In multi-node deployments, however, the simple approach above is insufficient. Distributed inference frameworks (like vLLM) spawn multiple worker processes across nodes, where every process must initialize flag_gems individually. If the activation occurs only in the launch script on one node, worker processes on other nodes will fall back to the default implementations which are not accelerated.

2. Example: integration with vLLM and DeepSeek#

To enable FlagGems in a distributed vLLM + DeepSeek deployment:

  1. Baseline verification

    Before conducting this experiment, please verify that the model can load and serve correctly without integrating FlagGems. For example, loading a model like Deepseek-R1 typically requires at least two H100 GPUs and it can take up to 20 minutes to initialize, depending on the checkpoint size and the system I/O bandwidth and latency.

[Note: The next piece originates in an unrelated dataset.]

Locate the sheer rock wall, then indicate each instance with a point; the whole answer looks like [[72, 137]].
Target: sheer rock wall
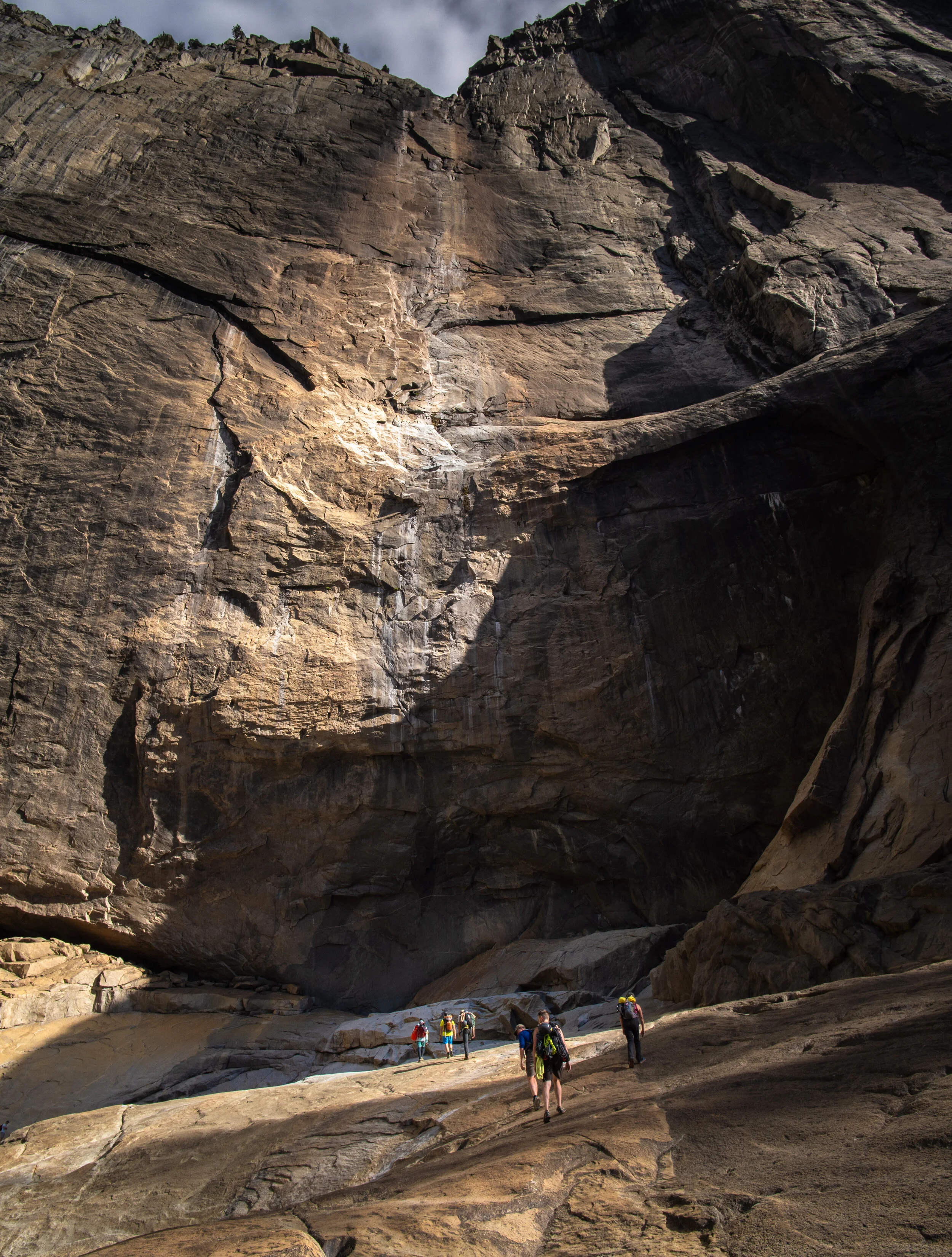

  2. Inject flag_gems into vLLM worker code

    Locate the appropriate model runner script depending on your vLLM version:

    • If you are using the vLLM v1 architecture (available in vLLM ≥ 0.8), modify vllm/v1/worker/gpu_model_runner.py
    • If you are using the legacy v0 architecture, modify vllm/worker/model_runner.py

    In either file, insert the following logic after the last import statement:

    import os
    if os.getenv("USE_FLAGGEMS", "false").lower() in ("1", "true", "yes"):
        try:
            import flag_gems
            flag_gems.enable()
            flag_gems.apply_gems_patches_to_vllm(verbose=True)
            logger.info("Successfully enabled flag_gems as default ops implementation.")
        except ImportError:
            logger.warning("Failed to import 'flag_gems', falling back to default implementation.")
        except Exception as e:
            logger.warning(f"Failed to enable 'flag_gems': {e}, falling back to default implementation.")
  3. Set environment variables on all nodes

    Before launching the service, ensure the following environment variable is set on all nodes:

    export USE_FLAGGEMS=1
  4. Start distributed inference and verify

    Launch the service and check the startup logs on each node for messages indicating that operators have been overridden.

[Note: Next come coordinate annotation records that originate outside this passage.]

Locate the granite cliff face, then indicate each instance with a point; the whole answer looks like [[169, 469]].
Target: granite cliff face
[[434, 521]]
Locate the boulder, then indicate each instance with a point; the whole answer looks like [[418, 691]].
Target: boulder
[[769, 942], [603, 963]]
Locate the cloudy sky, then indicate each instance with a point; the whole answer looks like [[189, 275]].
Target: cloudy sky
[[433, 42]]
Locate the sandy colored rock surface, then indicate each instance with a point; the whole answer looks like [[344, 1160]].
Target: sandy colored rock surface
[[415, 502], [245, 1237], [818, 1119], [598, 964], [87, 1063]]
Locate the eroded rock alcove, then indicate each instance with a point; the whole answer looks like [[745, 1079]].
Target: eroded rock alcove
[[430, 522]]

    Overriding a previously registered kernel for the same operator and the same dispatch key
    operator: aten::add.Tensor(Tensor self, Tensor other, *, Scalar alpha=1) -> Tensor
      registered at /pytorch/build/aten/src/ATen/RegisterSchema.cpp:6
    dispatch key: CUDA
    previous kernel: registered at /pytorch/aten/src/ATen/....
         new kernel: registered at /dev/null:488 (Triggered internally at ....)
    self.m.impl(

    This confirms that flag_gems has been successfully enabled across all nodes.